The first glimpse of Punakha Dzong was no less than a dramatic experience. The building sitting on the confluence of Mo chu and Pho chu river and evening light falling on its formation compelled one to stay absorbed in its visual delight. The walk towards it through a bridge over the river was just as dramatic as its intricate architectural elements started revealing. The arrival point was at an altitude and one had to clamber over innumerable steps explaining its significance. From the vestibule one entered into a large court. The organization was linear having 3 courts separated by building in between and around it. With an introverted organization that was reminiscent of the Indian temples, each court would have its characteristic facade with the last one as most elaborate and was the entry court to the temple. Each of these Dzongs in different parts of Bhutan had a peculiar characteristic that gave it Bhutanese style, bold and local. Here, the architecture that was built centuries back was indigenous, unaltered by foreign influences much like the territorial flora. The immediate implications for architects here, is the need to understand these local aspects and find bold characteristic ways to interpret the purpose of buildings.

I have been greatly benefited by my sojourn during the festival season here. Witnessing the traditional Bhutanese style masquerade dance; the re-enactments of the Bhutanese victory over invading Tibet amidst the firecrackers, the battle scenes are acted out in– Punakha Dzong. It is believed that divine blessing of Paro Thongdrel unfolds during the festive ceremony.

As a final exploration, it was to the cultural icon of Bhutan, Paro Taktsang, famously known as Tiger’s Nest Monastery. A revered place of pilgrimage in the Himalayan region, the Tiger’s Nest is an emanating rock overlooking a vast chasm, with the monastery on the other side. Beneath the rock, and across the chasm from the monastery, the cliff ropes a couple of thousand feet to the canyon below.

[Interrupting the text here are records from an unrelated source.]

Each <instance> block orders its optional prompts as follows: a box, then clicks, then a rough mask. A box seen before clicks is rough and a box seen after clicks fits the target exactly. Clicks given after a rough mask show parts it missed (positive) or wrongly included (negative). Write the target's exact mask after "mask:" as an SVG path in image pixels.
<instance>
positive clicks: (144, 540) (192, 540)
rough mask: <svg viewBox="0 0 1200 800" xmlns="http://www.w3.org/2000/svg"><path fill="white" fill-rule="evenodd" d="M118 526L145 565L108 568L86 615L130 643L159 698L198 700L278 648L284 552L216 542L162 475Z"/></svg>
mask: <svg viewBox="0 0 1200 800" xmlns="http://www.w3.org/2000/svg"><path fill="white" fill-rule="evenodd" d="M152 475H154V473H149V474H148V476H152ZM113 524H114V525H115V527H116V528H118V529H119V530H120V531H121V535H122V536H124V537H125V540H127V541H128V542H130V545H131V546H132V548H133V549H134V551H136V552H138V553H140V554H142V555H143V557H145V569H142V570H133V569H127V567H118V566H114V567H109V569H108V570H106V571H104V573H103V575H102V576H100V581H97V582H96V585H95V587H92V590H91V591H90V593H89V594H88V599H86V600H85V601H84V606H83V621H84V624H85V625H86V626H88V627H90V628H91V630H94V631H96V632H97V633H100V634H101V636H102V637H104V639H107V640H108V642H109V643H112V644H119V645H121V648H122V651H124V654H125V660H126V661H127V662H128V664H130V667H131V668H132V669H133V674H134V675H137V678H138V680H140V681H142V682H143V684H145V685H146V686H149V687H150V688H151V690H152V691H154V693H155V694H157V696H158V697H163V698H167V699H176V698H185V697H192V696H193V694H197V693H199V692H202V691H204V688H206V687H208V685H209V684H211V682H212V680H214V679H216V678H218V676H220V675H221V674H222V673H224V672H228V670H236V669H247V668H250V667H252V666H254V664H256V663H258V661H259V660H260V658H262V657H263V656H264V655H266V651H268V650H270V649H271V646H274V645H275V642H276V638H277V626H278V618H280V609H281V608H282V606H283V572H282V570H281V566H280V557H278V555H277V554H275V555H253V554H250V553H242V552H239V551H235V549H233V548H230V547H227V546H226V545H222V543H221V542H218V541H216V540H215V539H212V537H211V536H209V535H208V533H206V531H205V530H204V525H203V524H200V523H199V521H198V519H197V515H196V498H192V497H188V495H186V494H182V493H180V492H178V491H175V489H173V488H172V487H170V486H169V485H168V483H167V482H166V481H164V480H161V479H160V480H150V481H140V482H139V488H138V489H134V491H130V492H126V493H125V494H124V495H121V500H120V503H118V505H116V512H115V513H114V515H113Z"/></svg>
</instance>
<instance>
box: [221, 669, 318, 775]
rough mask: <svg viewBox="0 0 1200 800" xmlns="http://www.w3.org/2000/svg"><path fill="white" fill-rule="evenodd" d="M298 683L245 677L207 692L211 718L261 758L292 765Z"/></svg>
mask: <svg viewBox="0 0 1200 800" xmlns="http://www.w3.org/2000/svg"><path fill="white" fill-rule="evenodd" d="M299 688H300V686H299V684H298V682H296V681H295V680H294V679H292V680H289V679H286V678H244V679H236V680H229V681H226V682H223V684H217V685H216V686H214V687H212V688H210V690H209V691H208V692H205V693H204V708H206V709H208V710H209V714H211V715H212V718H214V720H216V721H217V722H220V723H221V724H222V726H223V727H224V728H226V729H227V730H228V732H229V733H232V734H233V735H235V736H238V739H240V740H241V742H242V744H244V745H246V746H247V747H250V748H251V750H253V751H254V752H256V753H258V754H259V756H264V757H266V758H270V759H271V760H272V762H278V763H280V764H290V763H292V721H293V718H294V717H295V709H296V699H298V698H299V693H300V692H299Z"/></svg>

The place itself is reached after 4 hours of climbing through a steep landscape, the journey alternating between tiring moments and breathtaking vistas and finally culminating to the Tiger’s Nest.

The culture of Bhutan is distinct and defined, its varying landscapes much like the different states of Bhutan that have peculiar patterns that emanate from local ways and genius loci. Here, it’s not about conquering, it is about merging and flowing with nature. The positive vibes around here persuades me to quote the lines by environmental philosopher John Muir “In every walk in with nature one receives far more than one seeks”. It is here that one can be in peace, slow down and be with oneself in this wilderness. It is the last great Himalayan kingdom, shrouded in mystery and magic, where a traditional Buddhist culture is carefully orchestrating with the global developments.